The three domains of maritime energy transition

At the operational level, decarbonization can be achieved using a variety of tools and processes. In September of 2022, Scandinavian shipping company Wallenius Wilhelmsen announced its intention to adopt an AI-based voyage optimization system across the firm’s 120 vessel fleet. The announcement followed the company’s 18 month trial of a performance-routing solution that yielded a 6.9% increase in vessel efficiency, equating to a projected 170,000 ton reduction in emissions when rolled out, fleet-wide.

Alongside voyage optimization, collaboration and data sharing is another means of achieving operational decarbonization. In February of 2023, KCC Chartering and integrated energy company Raízen signed a three-year contract of affreightment targeting more energy-efficient operations through improved charterer–cargo owner communications and data exchange. By minimizing legs in ballast and improving the efficiency of loading and discharge processes, the partnership is expected to result in a 40% reduction in the carbon intensity of its agreement.

Other effective methods of operational decarbonization presented in the Decarbonization Toolkit include port-call optimisation and green corridor schemes.

One vessel decarbonization solution that is rapidly gaining traction is carbon capture and storage. In February of 2023, ship management company Eastern Pacific announced the successful installation of carbon capture and filtering technology on board chemical tanker Pacific Cobalt. Installed in the ship’s stack, the system will capture up to 40% of the vessel’s carbon dioxide emissions, filtering out sulphur and particulate matter from the exhaust gases.

Enhanced hull design, meanwhile, can greatly improve vessel efficiency. In late 2018, NYK Line unveiled an ‘exploratory’ design for a pure car and truck carrier named NYK Super Eco Ship 2050. In conjunction with a remodelled hull form that decreases water friction and reduces the weight of the superstructure, the vessel would feature hydrogen fuel cells, waste heat recovery technology and an advanced propulsion system.

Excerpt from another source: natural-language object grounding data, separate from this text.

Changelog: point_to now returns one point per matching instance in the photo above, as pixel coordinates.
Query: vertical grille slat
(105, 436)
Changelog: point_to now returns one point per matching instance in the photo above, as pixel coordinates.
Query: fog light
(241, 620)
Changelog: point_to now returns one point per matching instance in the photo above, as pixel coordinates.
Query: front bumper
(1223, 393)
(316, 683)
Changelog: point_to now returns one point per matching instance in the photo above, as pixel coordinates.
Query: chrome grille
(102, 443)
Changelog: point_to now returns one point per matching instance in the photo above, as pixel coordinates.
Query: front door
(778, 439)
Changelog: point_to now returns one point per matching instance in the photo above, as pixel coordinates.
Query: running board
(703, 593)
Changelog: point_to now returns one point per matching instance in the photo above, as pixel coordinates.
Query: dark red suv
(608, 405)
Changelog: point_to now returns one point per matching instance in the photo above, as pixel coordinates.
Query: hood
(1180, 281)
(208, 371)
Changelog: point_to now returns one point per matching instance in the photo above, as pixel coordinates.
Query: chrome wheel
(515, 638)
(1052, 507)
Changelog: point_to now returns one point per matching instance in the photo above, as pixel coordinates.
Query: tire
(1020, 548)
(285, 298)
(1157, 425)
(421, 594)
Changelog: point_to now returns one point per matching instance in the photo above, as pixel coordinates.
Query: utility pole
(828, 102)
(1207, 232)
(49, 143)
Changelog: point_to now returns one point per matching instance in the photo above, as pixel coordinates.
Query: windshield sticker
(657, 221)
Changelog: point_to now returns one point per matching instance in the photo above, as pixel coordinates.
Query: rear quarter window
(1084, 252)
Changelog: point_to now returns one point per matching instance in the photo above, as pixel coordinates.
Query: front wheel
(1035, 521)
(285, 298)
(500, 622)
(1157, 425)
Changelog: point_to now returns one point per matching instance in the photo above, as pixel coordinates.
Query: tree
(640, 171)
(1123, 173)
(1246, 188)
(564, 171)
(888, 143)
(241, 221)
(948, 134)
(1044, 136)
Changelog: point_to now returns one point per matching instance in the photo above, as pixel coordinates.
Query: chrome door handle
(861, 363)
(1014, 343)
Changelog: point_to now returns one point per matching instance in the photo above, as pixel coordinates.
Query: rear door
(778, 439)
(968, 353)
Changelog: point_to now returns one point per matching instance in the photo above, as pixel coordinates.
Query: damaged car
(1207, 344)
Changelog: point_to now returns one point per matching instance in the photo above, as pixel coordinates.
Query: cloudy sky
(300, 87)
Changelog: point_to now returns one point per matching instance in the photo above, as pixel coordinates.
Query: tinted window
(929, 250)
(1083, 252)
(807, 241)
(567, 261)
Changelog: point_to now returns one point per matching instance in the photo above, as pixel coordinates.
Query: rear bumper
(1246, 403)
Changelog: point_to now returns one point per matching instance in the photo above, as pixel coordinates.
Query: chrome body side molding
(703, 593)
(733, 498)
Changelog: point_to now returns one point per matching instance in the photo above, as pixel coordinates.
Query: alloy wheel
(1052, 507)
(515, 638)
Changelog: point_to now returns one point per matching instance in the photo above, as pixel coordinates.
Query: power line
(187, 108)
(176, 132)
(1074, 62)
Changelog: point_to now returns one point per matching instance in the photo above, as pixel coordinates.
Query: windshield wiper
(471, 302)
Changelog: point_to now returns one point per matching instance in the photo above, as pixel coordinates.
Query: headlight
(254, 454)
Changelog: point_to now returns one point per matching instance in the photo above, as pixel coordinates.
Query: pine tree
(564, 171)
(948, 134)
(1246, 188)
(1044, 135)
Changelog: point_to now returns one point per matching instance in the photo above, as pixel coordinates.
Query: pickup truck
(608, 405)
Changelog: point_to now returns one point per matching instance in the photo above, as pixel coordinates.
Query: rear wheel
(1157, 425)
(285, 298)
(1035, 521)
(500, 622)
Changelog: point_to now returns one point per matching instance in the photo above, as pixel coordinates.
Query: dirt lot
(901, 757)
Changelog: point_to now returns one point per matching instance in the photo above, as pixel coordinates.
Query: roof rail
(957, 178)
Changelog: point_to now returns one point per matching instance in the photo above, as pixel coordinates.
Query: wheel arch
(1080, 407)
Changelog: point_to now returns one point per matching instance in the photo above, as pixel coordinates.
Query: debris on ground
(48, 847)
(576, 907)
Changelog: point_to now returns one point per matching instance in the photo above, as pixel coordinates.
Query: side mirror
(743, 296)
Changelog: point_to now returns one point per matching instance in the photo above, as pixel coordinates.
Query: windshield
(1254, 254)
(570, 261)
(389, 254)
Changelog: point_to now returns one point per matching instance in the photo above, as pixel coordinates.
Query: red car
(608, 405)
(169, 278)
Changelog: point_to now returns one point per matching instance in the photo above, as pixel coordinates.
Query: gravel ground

NYK believes its design would yield a 70% reduction in overall energy consumption compared to a conventional vessel of the same type and dimensions.

Energy-saving coatings and devices, wind power, and connectivity and data exchange infrastructure can also contribute to more environmentally friendly ships, while the deployment of alternative fuels will be critical to maritime decarbonization in the long term.

Human Element
The tools of a human-led decarbonization strategy include behavioural economics and change management in addition to the formation of skilled decarbonization teams. Crews must be trained in the new technology and processes that enable greener shipping operations, and they must be willing to embrace the changes that maritime energy transition entails.

Ultimately, the key to maritime decarbonization at the company level is implementing an achievable, data-driven plan for the application of solutions that support greener and more efficient operations today and for decades to come.

As a long-standing technology partner to international shipping, Inmarsat remains committed to supporting maritime businesses in overcoming challenges, seizing opportunities and achieving decarbonization goals.